Professor of Communication Theodore Glasser, George’s dissertation advisor at Stanford, said that he believed George was denied tenure for “offending the political powers in Singapore.”

“We know what his record is and there’s no good reason to deny him tenure,” Glasser said, adding that George’s work at Stanford was “top-notch.”

Glasser questioned why George’s tenure application was first rejected in 2009, when NTU had promoted George to associate professor in a move that Glasser said reflected a positive assessment of George’s record.

“Usually a promotion and tenure go hand-in-hand,” Glasser said. “There was no reasonable public explanation for why he was promoted and at the same time denied tenure. If he didn’t have a good record, why promote him?”

Several external reviewers selected by NTU to evaluate George’s tenure application, including Karin Wahl-Jorgensen M.A. ’97 Ph.D. ’00, professor at Cardiff University, have spoken out against the decision to deny George’s application.

According to Wahl-Jorgensen, the external reviewers were asked to examine a “pretty hefty file” of George’s work and determine whether or not it met international standards for tenure. Wahl-Jorgensen said that George’s tenure application was “by far the most outstanding that I’ve ever seen.”

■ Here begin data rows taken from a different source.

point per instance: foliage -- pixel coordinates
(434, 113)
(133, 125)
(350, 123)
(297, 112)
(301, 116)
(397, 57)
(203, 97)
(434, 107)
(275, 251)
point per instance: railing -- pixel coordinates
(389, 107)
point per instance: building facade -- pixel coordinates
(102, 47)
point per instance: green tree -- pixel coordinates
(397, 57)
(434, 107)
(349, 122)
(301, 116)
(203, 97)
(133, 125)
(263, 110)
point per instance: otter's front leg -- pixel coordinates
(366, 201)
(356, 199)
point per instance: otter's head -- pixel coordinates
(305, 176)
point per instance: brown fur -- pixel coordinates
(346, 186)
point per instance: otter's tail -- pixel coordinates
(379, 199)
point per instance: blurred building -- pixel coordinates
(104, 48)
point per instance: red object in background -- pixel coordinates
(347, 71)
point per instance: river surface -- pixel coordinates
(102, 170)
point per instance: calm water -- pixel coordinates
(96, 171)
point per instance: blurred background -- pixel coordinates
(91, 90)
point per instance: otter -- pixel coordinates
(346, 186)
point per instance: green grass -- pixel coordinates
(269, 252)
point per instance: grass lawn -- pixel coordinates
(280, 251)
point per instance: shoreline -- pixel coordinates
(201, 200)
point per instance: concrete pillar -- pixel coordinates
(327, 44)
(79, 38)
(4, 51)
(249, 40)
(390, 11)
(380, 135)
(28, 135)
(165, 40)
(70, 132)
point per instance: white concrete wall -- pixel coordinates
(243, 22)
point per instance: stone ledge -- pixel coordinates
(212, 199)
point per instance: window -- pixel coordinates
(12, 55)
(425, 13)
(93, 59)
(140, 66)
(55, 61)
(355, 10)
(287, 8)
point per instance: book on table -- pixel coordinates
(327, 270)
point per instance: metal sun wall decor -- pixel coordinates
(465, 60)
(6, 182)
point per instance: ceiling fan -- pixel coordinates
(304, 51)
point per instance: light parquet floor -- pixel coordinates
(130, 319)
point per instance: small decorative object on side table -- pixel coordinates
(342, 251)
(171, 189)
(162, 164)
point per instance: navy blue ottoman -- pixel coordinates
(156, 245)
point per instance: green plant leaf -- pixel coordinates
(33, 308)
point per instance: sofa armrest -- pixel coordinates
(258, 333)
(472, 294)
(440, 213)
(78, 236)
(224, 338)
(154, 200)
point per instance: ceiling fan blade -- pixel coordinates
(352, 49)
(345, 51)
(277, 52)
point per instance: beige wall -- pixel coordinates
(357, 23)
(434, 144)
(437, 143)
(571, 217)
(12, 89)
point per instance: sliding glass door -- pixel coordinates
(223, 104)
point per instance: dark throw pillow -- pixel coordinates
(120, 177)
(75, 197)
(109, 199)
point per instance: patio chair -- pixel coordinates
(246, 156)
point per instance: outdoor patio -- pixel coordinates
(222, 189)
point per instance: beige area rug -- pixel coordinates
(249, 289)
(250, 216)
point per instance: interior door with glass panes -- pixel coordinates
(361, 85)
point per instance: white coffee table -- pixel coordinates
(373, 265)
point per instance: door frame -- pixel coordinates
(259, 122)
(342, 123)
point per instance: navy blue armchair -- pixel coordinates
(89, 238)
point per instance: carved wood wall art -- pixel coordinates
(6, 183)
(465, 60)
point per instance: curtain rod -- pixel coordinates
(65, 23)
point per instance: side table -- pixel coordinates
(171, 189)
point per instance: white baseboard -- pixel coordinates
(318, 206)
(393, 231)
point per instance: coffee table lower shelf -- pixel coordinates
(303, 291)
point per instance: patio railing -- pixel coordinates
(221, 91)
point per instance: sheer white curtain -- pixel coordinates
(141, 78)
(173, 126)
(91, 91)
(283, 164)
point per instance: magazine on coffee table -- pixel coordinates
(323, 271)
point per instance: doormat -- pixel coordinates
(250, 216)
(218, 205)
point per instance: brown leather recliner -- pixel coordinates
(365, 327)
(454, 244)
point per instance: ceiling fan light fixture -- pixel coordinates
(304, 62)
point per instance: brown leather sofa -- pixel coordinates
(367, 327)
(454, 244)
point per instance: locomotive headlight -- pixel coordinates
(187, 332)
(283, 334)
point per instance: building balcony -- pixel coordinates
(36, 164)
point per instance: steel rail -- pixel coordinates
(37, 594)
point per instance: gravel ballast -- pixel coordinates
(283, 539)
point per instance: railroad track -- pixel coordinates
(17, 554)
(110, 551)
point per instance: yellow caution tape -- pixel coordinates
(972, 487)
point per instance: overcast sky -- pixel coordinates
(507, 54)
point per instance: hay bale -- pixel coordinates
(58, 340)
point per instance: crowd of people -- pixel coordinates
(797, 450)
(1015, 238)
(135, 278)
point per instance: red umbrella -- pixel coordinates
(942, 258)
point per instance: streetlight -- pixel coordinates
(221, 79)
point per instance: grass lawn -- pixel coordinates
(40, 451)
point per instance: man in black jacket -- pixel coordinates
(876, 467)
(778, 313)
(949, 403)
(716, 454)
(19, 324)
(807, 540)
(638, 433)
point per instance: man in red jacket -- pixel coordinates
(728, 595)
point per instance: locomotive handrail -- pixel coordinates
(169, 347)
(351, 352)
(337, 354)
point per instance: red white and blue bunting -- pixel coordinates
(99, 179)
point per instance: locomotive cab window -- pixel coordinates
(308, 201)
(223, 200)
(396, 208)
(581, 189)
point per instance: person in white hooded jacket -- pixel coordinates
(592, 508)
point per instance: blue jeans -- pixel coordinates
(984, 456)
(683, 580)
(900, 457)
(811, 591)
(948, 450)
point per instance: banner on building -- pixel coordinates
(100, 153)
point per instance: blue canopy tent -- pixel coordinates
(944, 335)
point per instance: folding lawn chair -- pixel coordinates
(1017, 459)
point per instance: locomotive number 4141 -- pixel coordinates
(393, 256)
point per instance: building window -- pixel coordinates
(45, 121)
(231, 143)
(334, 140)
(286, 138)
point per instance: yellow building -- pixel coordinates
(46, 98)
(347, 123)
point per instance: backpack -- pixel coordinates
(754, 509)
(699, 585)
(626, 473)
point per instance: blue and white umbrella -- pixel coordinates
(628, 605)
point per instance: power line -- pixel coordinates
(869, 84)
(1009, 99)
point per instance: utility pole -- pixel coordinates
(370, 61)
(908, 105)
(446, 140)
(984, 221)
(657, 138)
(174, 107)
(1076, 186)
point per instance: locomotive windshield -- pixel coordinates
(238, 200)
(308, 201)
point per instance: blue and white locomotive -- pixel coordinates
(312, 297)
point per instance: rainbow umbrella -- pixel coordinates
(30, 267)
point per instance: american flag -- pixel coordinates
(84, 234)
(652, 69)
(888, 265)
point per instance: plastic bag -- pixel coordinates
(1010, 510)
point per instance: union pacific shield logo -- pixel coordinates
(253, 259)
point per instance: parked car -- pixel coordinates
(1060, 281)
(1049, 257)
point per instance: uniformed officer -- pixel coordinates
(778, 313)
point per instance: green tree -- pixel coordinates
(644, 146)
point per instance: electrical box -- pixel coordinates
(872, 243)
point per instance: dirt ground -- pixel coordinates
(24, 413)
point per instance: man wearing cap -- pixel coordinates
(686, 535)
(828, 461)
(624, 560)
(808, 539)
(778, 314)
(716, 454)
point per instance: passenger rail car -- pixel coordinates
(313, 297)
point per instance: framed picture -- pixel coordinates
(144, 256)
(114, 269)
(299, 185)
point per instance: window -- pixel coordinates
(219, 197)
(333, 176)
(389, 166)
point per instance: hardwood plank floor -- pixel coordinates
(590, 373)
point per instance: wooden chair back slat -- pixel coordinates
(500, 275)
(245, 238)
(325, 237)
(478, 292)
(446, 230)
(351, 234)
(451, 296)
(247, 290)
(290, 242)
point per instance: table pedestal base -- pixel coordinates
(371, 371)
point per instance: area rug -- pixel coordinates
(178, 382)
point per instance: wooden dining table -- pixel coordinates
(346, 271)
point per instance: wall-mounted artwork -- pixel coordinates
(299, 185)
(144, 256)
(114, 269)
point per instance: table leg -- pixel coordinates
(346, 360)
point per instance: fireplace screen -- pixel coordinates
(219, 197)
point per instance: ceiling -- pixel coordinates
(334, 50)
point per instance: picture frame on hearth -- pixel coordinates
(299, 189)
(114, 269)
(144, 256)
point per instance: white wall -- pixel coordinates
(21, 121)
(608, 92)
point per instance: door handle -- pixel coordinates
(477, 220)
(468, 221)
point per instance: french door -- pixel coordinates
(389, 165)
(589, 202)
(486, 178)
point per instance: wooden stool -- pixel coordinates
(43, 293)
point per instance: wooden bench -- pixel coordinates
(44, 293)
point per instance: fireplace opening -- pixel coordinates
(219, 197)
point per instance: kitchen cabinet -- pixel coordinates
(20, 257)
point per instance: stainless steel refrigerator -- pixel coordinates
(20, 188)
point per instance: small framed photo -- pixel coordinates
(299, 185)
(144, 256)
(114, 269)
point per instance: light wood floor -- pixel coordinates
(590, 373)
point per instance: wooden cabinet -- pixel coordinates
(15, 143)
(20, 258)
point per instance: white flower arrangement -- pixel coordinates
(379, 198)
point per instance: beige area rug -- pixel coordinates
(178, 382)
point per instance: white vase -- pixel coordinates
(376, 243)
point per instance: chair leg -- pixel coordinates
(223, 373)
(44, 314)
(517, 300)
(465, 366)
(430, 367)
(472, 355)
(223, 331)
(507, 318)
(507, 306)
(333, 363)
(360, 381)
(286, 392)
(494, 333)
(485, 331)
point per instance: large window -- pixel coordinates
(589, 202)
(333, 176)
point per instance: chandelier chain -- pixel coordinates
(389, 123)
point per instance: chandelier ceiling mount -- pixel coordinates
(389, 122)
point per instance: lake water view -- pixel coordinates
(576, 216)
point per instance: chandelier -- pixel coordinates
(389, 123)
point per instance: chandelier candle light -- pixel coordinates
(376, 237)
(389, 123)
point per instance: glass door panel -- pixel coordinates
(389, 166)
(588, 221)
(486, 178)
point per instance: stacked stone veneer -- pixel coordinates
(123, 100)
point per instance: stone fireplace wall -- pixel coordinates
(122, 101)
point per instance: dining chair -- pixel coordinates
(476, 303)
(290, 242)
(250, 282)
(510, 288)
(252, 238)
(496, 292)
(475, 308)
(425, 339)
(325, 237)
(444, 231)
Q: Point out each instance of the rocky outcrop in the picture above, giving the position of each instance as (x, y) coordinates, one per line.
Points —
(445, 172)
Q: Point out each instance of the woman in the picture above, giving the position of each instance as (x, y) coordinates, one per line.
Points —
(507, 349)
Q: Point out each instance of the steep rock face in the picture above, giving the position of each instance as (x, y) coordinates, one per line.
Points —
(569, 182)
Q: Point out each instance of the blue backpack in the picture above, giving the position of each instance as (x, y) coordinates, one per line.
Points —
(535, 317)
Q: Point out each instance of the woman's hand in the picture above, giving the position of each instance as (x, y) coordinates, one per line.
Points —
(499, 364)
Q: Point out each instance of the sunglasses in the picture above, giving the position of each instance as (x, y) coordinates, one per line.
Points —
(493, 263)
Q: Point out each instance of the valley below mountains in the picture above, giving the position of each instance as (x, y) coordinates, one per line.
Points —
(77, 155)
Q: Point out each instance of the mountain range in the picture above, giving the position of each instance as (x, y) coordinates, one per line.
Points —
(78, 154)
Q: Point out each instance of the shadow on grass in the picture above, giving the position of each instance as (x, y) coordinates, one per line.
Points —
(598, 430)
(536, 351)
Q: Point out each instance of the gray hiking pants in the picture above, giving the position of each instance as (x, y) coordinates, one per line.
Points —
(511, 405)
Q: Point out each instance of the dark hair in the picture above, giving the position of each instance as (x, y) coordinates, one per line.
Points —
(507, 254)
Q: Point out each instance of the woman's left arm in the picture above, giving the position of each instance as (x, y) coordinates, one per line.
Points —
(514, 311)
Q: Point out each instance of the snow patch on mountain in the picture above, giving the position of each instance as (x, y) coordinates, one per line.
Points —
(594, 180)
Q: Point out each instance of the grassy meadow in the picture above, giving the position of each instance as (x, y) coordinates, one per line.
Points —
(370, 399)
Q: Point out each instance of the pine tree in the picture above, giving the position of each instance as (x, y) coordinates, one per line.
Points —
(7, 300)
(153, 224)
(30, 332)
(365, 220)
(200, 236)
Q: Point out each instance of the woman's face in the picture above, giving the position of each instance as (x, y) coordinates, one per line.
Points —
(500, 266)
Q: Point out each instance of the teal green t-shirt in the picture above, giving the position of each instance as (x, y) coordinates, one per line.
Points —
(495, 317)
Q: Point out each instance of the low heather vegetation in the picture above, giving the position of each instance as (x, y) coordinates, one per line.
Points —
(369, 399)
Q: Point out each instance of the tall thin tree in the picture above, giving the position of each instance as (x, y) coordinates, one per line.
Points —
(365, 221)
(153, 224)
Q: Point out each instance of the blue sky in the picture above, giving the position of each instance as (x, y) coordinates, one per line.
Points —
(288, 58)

“When I looked at it, I thought, ‘This person should be a full professor and would probably easily be able to get a job as a full professor at other institutions,’” Wahl-Jorgensen recalled.

Several of George’s students, including Eve Yeo Yu Ping, were similarly distressed by the decision to reject George’s tenure application. Yu Ping and three other NTU students started a petition, which has gathered nearly 1,000 signatures, asking administrators to explain the decision to deny George tenure.

Yu Ping, who took an introductory journalism class from George and who collaborated with him during a reporting trip to Bhutan, said that the petition organizers decided last year to express their sentiments if George’s tenure application was denied for a second time.

“We agreed that if it didn’t go well again, we wanted to raise it up in a public sphere and hopefully get it right,” Yu Ping said.

While Yu Ping described George as a “very sharp” teacher who made his students “think outside the box,” she was hesitant to blame NTU for the decision to deny him tenure.

“We don’t want to be accusing the school of anything,” Yu Ping emphasized. “When we started the petition, it was never [meant] to reverse the University’s tenure decision. It was [intended] to ask the University for transparency and get it to clarify what it meant by saying that Cherian’s teaching was subpar.”

Yu Ping and the other petition organizers met with several NTU administrators, including Benjamin Detenber, chair of the Wee Kim Wee School of Communication and Information (WKWSCI), and Provost Freddy Boey.

According to Detenber, WKWSCI endorsed George’s tenure application in 2009 and again this year. George’s application was then sent to Liu Hong, Chair of the School of Humanities and Social Sciences, as well as NTU’s tenure review committee and the Academic Affairs Council.

Yu Ping said that the petition organizers were not able to determine exactly why George’s application was rejected at higher levels of review, as Boey has a policy of not commenting on specific cases.

Detenber, Booey and several other NTU administrators did not respond to requests for comment.

Although George may be forced to leave NTU, he may be able to continue teaching in Singapore. Students at the National University of Singapore (NUS) have written an open letter to NUS administrators asking them to “proactively seek out Dr George and have him on our campus.”

“NTU’s loss can be NUS’ gain,” the letter states. “We urge NUS’ leadership to offer Dr Cherian George a post in NUS’ Communications and New Media Department, where we believe he will be able to contribute much in terms of research, teaching and service to the community.”

Glasser also expressed optimism about George’s career possibilities moving forward, saying that his tenure application would likely have been accepted at “just about any other university in the world.”

“I can’t think of one that wouldn’t be exhilarated and ecstatic to have Cherian on the faculty,” Glasser emphasized.